Milton Friedman - Too Many Millionaires?

Milton Friedman outwits a lady who thinks there are too many millionaires. The same argument is being fronted today by the Occupy Anything But a Bar of Soap crowd envious of other peoples success. From a 1979 Donahue Show.

Source: Lew Waters YouTube channel.

Transcript:

Question from a spectator in audience:

Why is it we have so many millionaires in the United States and we still have so many impoverished people who try to get up into the world? Why is it we have this lack of money where people who can’t support themselves decently and get a decent job, where all these big men are all on top making oodles and oodles of money? They don’t need it. They can only eat that much.

Milton Friedman:

And what do you suppose they do? If they don't eat it and don't use it, what do you suppose they do with it?

Answer from the spectator in audience:
They hoard it.

Milton Friedman:

What do you mean they hoard it? You mean they put it under their pillows?

Answer from the spectator in audience:

That's right. No. They keep investing it.

Milton Friedman:

Investing it and why?

Answer from the spectator in audience:

That's right. Yea.

Milton Friedman:

What are they invested in?

Answer from the spectator in audience:

Well, in oil and everything. I mean, where all these other people …

Milton Friedman:

What are they invested in? And don't get off the subject. What are they invested in?

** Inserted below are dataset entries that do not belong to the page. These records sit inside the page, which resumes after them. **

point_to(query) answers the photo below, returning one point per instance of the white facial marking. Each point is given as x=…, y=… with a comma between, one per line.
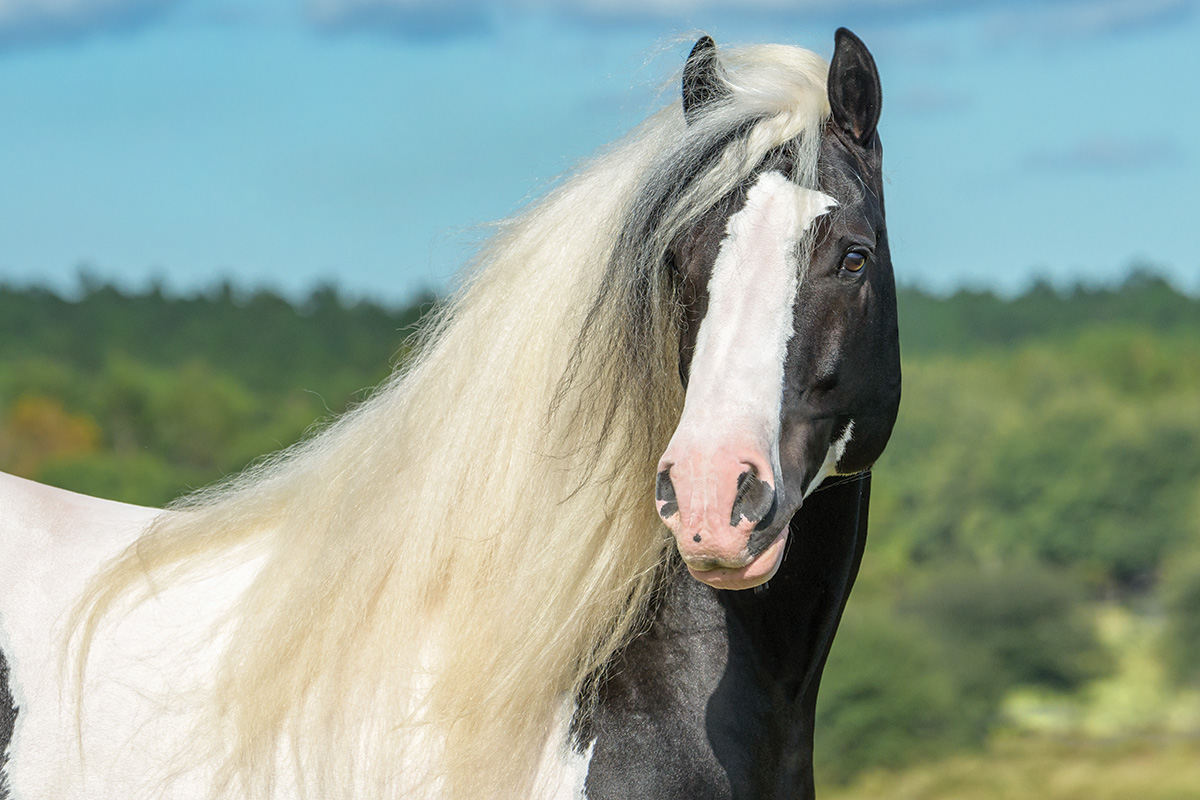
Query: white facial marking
x=837, y=450
x=737, y=370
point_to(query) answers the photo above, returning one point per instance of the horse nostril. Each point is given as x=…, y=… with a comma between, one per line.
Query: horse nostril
x=664, y=492
x=755, y=501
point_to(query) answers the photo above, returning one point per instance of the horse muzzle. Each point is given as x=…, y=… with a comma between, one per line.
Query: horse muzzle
x=723, y=507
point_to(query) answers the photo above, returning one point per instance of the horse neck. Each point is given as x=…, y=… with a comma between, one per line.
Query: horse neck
x=786, y=626
x=721, y=691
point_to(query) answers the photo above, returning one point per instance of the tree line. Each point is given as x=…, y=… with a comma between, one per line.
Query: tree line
x=1047, y=457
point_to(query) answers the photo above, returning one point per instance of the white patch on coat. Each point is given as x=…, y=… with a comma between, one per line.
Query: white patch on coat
x=737, y=370
x=147, y=666
x=563, y=770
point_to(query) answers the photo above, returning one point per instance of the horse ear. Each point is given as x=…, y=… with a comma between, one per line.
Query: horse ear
x=702, y=83
x=855, y=94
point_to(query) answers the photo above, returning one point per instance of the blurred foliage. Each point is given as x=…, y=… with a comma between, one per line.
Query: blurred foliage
x=1047, y=457
x=142, y=397
x=1181, y=639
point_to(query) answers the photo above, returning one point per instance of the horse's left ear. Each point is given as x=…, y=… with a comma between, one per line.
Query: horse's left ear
x=702, y=82
x=855, y=94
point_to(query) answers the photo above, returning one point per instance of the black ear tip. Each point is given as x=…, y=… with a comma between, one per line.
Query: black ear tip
x=702, y=44
x=845, y=37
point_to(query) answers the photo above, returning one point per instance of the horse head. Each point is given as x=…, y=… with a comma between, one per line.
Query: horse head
x=790, y=352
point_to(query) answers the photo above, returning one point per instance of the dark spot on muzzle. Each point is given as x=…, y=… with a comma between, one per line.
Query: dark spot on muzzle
x=756, y=501
x=664, y=492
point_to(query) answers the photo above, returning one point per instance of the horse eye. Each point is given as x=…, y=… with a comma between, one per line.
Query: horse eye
x=853, y=262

Answer from the spectator in audience:

Well, they invest it in a lot of different things that little people need.

Milton Friedman:

Well, do they invest it in factories?

Answer from the spectator in audience:

Yes.

Milton Friedman:

Does some of that money end up in machines?

Answer from the spectator in audience:

Yes.

Milton Friedman:

Do those factories and machines provide ordinary working people with jobs or not? What do you suppose a productivity of this country would be and the wage rate would be if the total amount of capital in this country today was what it was a hundred years ago? Where do you suppose the improvements in productivity come from except from the investment by people of their savings?

But let me go to your fundamental question. First place, nirvana is not for this world. There is no paradise. Of course we've got a lot of people who are poorly off. But if you look at it over time, if you get a sense of proportion, the well being of the ordinary people has been the main thing that has been improved by economic progress and economic growth and development. Most residual hard cases of poverty today are the result, again, of a failure of government. Why do we have a black teenage unemployment rate in 30 to 40 percent? Because of two failures of government. One, a failure to provide decent schooling, which is a governmental responsibility. Has been. Whether it should be or not, it has been. And second, because of the minimum wage rate. Which prevents those kids who haven't had decent schooling from getting jobs at low pay at which they can the skills on the job that would enable them to rise to higher pay. If you look into the sources of poverty, you will find that most of them are derived from what I regard as wrong headed government policies.